Cornice inusuale per questo tipo di serata il
COX 18, lo storico centro sociale sul naviglio pavese, di recente tornato agli onori delle cronache per storie di sgomberi e ri-occupazioni.
Il palco di dimensioni lillipuziane e le condizioni acustiche piuttosto avverse della sala non sono riusciti fortunatamente a rovinare la performance della gloriosa band di Inkberrow, che occupa un posto importante nel mio cuore per le emozioni che ho sempre trovato stratificate nella loro musica vibrante e nei testi di rara bellezza. Se c'è un gruppo che interpreta l'aggettivo "gotico" in senso letterale e letterario, questi sono gli And Also The Trees.
La formazione che si presenta dopo mezzanotte sul palchetto del Conchetta è composta di quattro elementi. I due soli superstiti della formazione originale sono il cantante Simon Huw Jones (con capelli scarmigliati e barbetta incolta, un look inaugurato solo nel recente passato) e il chitarrista Justin Jones (che sembra un ragazzino, e invece all'anagrafe conta 45 anni suonati). Li accompagnano gli ottimi Ian Jenkins al contrabasso (che si esibisce in una esecuzione di incredibile precisione) e la talentuosa tastierista Emer Brizzolara, che per l'occasione ha sfruttato percussioni cromatiche e solo occasionalmente una diamonica.
Il concerto parte lentamente e con toni soffusi, le dinamiche molto schiacciate, con
Shantell a darmi subito una fitta di nostalgia, seguita da
Candace, poi
The Suffering Of The Stream e via

via brani da tutta la produzione - che conta ormai ben dieci album di studio.
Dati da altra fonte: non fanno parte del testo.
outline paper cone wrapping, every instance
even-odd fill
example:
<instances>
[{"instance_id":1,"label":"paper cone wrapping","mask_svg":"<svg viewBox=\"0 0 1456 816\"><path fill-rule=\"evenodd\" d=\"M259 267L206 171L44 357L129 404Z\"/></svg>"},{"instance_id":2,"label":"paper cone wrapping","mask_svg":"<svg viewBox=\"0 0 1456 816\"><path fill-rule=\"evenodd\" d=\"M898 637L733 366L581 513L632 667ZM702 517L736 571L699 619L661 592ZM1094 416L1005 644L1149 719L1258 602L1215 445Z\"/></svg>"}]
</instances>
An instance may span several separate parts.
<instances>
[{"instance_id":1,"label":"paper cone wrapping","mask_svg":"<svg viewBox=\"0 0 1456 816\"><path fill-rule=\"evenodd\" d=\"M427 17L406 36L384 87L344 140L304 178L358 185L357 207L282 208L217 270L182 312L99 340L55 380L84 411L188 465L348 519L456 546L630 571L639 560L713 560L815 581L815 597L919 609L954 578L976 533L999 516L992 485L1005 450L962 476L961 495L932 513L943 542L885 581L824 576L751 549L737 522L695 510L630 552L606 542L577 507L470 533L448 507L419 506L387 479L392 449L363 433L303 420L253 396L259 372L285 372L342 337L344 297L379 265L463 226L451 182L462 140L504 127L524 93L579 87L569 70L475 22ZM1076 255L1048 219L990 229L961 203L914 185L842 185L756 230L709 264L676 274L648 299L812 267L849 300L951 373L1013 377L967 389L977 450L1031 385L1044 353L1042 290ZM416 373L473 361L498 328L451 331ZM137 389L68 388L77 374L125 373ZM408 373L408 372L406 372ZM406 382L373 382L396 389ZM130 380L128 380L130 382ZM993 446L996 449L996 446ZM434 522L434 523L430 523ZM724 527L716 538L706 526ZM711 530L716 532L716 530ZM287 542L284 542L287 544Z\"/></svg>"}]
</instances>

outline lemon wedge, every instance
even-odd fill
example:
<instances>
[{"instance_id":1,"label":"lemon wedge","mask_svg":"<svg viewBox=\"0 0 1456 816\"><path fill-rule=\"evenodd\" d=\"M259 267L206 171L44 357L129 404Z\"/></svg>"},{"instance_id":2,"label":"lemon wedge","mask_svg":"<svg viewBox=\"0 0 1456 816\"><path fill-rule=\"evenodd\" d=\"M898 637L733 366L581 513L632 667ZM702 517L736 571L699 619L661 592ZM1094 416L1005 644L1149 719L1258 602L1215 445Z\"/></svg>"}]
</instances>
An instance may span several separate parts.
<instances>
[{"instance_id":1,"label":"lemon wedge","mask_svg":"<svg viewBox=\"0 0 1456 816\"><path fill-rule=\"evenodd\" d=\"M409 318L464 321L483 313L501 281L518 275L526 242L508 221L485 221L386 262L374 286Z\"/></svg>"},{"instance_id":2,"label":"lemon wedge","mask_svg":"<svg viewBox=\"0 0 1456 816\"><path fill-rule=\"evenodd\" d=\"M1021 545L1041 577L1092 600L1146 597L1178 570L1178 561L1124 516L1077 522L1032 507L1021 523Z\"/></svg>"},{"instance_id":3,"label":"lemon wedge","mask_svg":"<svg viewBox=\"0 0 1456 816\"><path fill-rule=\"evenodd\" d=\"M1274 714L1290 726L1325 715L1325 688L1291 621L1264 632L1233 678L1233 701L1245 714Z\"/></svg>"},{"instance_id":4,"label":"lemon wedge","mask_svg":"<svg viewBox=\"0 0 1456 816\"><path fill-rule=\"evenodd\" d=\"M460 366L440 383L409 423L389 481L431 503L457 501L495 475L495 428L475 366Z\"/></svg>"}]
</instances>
Ma con l'avanzare della scaletta la voce di Simon Huw Jones si scalda sempre più, mentre la performance con piccoli incrementi assume l'intensità che fa da marchio di fabbrica per gli AATT sin dagli esordi; i crescendo diventano sempre più marcati, la tensione drammatica cresce. Su
Street Organ Justin imbraccia la fisarmonica, e l'esecuzione mi mette i brividi. Il set si chiude con il vecchio brano
A Room Lives in Lucy e infine con una meravigliosa versione di
The Untangled Man.
Il secondo set, molto più breve, si apre con
Vincent Craine e, passando per
Wallpaper Dying, viene chiuso da una fantastica interpretazione di
Virus Meadow, che mi compensa dell'assenza della pur attesissima
Slow Pulse Boy.
In tutto una ventina di brani durante i quali non posso che emozionarmi pensando a quante volte ho ascoltato queste canzoni negli ultimi vent'anni. Che posso dire? Grazie, grazie, grazie.